En première ligne, l’affaire du Stuxnet, un vers informatique conçu en 2010 par la National Security Agency (NSA) américaine et par les services secrets israéliens pour porter atteinte au fonctionnement aux centrifugeuses d’enrichissement d’uranium en Iran. C’est le premier ver découvert qui espionne et reprogramme des systèmes industriels au moyen de l’introduction d’une clef USB infectée. A ce titre, des millions de clés USB ont été contaminées par ce virus. Et ce, dès leur manufacture, le but étant d’abreuver le marché avec ces codes dormants jusqu’à ce que l’une d’elles atteigne enfin sa cible et la détruise. Retenons aussi l’affaire des ampoules connectées. Une équipe de chercheurs est parvenue à pirater à distance le modèle Hue de Philips qui permet de gérer l’éclairage de son domicile. Pour ce faire, Eval Ronen, du Weizmann Institute of Technology (Israel) et Colin O’Flyn, de la Dalhousie University (Halifax, Canada), ont conçu une fausse mise à jour de l’appareil, avant d’y introduire un logiciel malveillant et de l’envoyer à une ampoule cible. Le programme en question a ainsi pu conduire l’objet contaminé à attaquer les autres ampoules de son réseau de sorte que les chercheurs ont pu en prendre le contrôle. Cela prouve à quel point il est difficile de gérer la sécurité de tels objets. Même pour une grande entreprise qui emploie des techniques de cryptographie pour protéger ses produits. Enfin, plus récemment, une cyberattaque d’une ampleur inédite s’est servie d’objets connectés non sécurisés, en l’occurrence une caméra vidéo, pour viser le plus grand opérateur des noms de domaines, Dyn, avec une attaque par déni de service distribué (DDoS). Ce qui a valu de plonger dans le noir pendant 24 heures, tous les serveurs des entreprises dont le nom de domaine était géré par ce groupe. Y compris ceux de grands sites Web. Une attaque totalement inoffensive mais impressionnante d’efficacité et qui alerte sur la vulnérabilité des objets connectés. Sachant qu’on installe en moyenne en France près de 1.000 caméras par jour, il y a de quoi s’inquiéter.

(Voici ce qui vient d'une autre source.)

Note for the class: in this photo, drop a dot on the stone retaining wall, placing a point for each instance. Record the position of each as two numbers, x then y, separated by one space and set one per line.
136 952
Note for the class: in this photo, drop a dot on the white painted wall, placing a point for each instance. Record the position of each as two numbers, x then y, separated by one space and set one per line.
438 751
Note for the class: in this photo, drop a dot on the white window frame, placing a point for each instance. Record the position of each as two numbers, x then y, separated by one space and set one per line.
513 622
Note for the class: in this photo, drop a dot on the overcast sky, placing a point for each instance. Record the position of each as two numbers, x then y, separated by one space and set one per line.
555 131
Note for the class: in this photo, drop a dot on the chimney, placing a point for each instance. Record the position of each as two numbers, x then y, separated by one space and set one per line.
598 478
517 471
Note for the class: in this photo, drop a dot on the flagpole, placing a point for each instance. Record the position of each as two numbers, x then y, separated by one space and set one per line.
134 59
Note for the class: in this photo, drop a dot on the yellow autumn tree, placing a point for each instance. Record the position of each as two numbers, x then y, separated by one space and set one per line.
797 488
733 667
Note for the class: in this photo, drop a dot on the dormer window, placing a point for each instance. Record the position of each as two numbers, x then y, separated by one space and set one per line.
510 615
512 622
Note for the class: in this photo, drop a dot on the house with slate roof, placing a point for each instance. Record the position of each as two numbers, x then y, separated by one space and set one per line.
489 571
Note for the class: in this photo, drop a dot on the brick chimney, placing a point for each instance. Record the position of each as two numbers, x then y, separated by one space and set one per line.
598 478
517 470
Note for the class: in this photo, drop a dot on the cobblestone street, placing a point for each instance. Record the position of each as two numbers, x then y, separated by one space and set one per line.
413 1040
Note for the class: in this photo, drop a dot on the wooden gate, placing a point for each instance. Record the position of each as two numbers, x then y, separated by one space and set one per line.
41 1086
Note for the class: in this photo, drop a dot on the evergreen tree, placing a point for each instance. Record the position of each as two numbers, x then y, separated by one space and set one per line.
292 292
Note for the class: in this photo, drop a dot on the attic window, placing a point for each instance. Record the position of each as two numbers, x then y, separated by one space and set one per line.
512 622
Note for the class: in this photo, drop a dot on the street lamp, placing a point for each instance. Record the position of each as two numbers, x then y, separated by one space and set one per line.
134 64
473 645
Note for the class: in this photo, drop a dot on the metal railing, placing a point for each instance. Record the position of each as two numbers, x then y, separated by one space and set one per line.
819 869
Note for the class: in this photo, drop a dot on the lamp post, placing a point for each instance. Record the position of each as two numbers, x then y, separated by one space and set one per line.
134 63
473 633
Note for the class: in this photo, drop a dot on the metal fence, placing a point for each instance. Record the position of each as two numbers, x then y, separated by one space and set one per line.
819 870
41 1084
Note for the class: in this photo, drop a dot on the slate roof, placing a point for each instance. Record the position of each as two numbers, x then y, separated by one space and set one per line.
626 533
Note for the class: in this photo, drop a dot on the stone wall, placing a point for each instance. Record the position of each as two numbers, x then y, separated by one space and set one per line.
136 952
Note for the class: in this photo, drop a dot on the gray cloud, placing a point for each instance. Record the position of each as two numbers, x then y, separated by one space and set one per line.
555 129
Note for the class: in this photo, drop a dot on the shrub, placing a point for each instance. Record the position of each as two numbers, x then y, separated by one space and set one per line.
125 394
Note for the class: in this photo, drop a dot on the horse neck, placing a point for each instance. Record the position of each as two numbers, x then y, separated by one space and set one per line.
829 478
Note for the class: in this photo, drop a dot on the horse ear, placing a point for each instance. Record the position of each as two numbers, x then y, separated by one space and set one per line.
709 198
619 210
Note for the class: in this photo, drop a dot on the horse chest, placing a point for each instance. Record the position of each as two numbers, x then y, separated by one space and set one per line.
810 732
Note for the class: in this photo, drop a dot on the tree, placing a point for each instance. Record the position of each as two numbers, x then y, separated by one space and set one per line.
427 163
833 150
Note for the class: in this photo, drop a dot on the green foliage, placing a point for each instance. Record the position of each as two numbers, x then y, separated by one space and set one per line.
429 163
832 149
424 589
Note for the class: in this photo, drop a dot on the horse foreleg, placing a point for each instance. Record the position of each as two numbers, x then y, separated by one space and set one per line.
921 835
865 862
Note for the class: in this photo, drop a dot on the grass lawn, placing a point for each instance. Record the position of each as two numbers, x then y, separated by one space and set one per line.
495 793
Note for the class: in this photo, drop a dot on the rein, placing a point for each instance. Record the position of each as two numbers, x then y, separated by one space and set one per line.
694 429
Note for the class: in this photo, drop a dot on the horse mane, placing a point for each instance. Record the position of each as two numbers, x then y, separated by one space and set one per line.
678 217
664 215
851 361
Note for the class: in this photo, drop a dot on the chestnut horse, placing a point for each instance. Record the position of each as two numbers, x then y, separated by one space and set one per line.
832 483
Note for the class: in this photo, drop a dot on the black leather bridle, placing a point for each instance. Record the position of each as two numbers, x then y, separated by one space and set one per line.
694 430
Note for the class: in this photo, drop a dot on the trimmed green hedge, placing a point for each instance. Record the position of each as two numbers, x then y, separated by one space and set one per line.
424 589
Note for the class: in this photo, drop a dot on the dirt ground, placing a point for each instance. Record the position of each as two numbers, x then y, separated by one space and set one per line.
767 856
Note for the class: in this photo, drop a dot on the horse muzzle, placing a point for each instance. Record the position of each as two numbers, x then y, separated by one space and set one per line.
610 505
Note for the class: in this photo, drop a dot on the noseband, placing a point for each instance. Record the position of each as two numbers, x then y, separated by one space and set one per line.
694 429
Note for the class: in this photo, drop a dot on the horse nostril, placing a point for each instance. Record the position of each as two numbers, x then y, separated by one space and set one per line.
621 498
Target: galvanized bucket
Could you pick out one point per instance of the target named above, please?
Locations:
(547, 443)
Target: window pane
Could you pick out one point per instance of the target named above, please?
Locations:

A quelles solutions peut-on recourir ?
Bien des industriels sont pris dans une course à l’innovation. Ils considèrent que les critères de sécurité informatique ralentissent la sortie du produit et engagent des coûts supplémentaires. Cela explique le manque de critères de sécurité dans la plupart des objets connectés. Toutefois, certains leaders, comme Apple, Samsung et Motorola, mènent une politique de »Fuzzing » industriel. Laquelle consiste à augmenter le durcissement de l’équipement afin de dissuader toute personne de s’y introduire. Il s’agit alors d’introduire une blackbox, comme celle de Beyond Security. Ensuite, ce programme informatique va injecter un code, tel qu’une instruction de programme dans l’objet, et voir comme ce dernier réagit. Objectif : tester les remparts de l’objet et en trouver ses failles. Sachant qu’il existe des millions de combinaisons possibles. Une telle démarche est non seulement un gage de pérennité industrielle, mais aussi un signe de maturité professionnelle dont seul les leaders de l’électronique ont fait preuve. Cette démarche est d’autant plus importante qu’il n’existe pour l’heure, aucune législation fixant les normes de la sécurité informatique des objets connectés.